Poets Alice Oswald  and Robin Robertson read from their work, chaired by James Wood

THE T.S. ELIOT MEMORIAL MEETING

For Alice Oswald, a poet committed to the live performance of her work, the role of poetry is to go ‘lower than rhetoric, lower than conversation, lower than logic, right down to the very faint honest voice at the bottom of the skull’. Noted for her visionary precision and love of nature, she won the T.S. Eliot Prize for ‘Dart’ (2002), her poem about the Devon river and the people who live and work on it.
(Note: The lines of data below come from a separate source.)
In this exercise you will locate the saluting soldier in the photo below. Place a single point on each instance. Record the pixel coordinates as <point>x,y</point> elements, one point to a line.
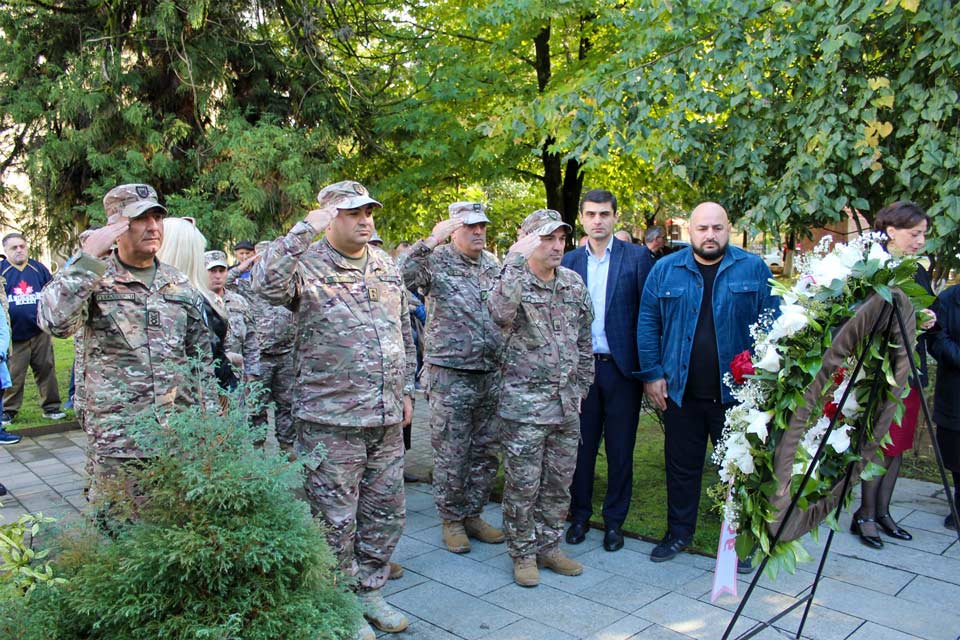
<point>545,312</point>
<point>275,333</point>
<point>242,344</point>
<point>355,375</point>
<point>462,348</point>
<point>139,322</point>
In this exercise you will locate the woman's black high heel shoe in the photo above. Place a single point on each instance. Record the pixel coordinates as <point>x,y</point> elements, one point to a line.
<point>873,542</point>
<point>895,531</point>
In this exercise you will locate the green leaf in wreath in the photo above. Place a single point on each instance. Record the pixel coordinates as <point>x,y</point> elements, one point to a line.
<point>884,292</point>
<point>744,546</point>
<point>770,487</point>
<point>872,471</point>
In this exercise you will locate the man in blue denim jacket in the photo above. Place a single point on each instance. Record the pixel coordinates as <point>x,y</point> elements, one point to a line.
<point>685,347</point>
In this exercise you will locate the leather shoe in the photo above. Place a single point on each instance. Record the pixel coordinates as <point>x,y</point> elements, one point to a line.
<point>873,542</point>
<point>668,548</point>
<point>577,532</point>
<point>895,531</point>
<point>613,539</point>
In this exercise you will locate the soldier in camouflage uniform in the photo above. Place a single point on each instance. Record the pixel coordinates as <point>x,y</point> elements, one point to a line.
<point>242,341</point>
<point>355,368</point>
<point>545,312</point>
<point>139,322</point>
<point>462,347</point>
<point>275,331</point>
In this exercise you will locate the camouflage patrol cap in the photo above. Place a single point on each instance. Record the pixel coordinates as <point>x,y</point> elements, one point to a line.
<point>215,259</point>
<point>131,200</point>
<point>543,222</point>
<point>469,212</point>
<point>347,194</point>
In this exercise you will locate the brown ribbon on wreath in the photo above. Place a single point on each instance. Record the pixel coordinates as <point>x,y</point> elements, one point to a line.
<point>847,342</point>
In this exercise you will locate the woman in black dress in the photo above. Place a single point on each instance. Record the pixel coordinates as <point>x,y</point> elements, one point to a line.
<point>945,348</point>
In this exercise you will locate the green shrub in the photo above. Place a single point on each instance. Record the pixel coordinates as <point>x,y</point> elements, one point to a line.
<point>219,548</point>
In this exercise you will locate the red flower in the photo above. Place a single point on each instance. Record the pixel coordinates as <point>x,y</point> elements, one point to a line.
<point>830,409</point>
<point>742,366</point>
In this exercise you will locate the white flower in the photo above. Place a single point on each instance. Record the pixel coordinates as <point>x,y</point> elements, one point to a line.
<point>801,289</point>
<point>851,408</point>
<point>792,319</point>
<point>770,360</point>
<point>849,255</point>
<point>877,252</point>
<point>738,453</point>
<point>757,423</point>
<point>800,468</point>
<point>812,438</point>
<point>828,269</point>
<point>840,438</point>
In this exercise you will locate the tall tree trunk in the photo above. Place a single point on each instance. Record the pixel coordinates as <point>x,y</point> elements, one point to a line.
<point>562,180</point>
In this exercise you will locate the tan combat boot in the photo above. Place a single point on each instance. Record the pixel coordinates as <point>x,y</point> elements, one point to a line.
<point>558,562</point>
<point>455,537</point>
<point>525,571</point>
<point>365,632</point>
<point>478,529</point>
<point>396,571</point>
<point>381,614</point>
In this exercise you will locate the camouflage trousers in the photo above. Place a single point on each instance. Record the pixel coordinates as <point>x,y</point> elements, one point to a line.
<point>277,377</point>
<point>113,490</point>
<point>465,436</point>
<point>538,464</point>
<point>356,488</point>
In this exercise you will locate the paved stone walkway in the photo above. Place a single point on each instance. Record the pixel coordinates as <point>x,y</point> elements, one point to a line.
<point>904,591</point>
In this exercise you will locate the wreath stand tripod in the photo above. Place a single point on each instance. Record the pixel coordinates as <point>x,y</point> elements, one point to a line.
<point>879,382</point>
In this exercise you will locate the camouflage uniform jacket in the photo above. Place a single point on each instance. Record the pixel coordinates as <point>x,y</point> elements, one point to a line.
<point>460,332</point>
<point>242,335</point>
<point>548,358</point>
<point>136,343</point>
<point>354,356</point>
<point>274,325</point>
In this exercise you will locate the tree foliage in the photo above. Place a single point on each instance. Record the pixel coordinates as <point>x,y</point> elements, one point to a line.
<point>239,111</point>
<point>790,112</point>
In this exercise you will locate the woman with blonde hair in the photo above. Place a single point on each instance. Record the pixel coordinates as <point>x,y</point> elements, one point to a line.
<point>183,248</point>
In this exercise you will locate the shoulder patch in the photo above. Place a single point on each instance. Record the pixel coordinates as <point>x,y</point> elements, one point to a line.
<point>112,296</point>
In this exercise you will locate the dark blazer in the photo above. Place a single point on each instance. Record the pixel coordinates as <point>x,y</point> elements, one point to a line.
<point>944,345</point>
<point>629,266</point>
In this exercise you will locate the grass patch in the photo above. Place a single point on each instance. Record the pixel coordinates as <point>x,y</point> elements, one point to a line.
<point>647,517</point>
<point>30,413</point>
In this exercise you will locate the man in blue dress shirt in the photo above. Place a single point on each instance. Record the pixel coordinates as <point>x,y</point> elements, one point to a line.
<point>614,272</point>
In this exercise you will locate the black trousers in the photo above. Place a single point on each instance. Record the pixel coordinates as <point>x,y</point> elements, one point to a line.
<point>610,411</point>
<point>685,446</point>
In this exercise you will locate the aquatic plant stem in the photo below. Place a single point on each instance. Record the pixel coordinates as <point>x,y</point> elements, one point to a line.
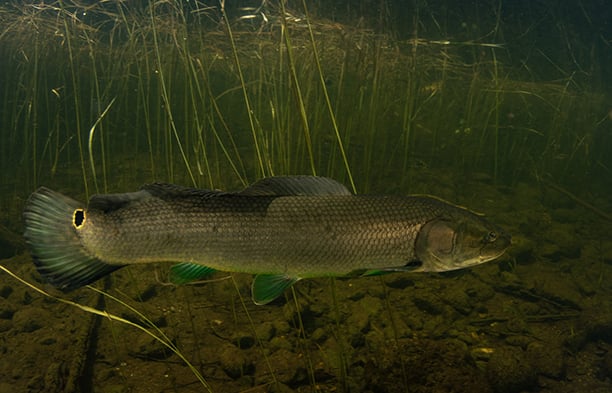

But in her most recent work, Memorial, she leaves England for the killing fields of Troy, in a reworking of the Iliad described by Andrew Motion as ‘an elegy of quite extraordinary power’. The Classics, and especially Ovid’s Metamorphoses, have also been a lodestone for Robin Robertson. The first person to win the Forward Poetry Prize in all three categories – A Painted Field (1997) was Best First Collection, Swithering (2006) Best Collection, and ‘At Roane Head’ (2010) Best Single Poem – Robertson has been praised by John Banville for his ‘genius for exact and gorgeous imagery, his dazzling metaphorical gift’. In the newly published Hill of Doors, he combines loose retellings of stories of the shape-shifter Dionysus with poems about his childhood on the north-east coast of Scotland. It is his most powerful book to date.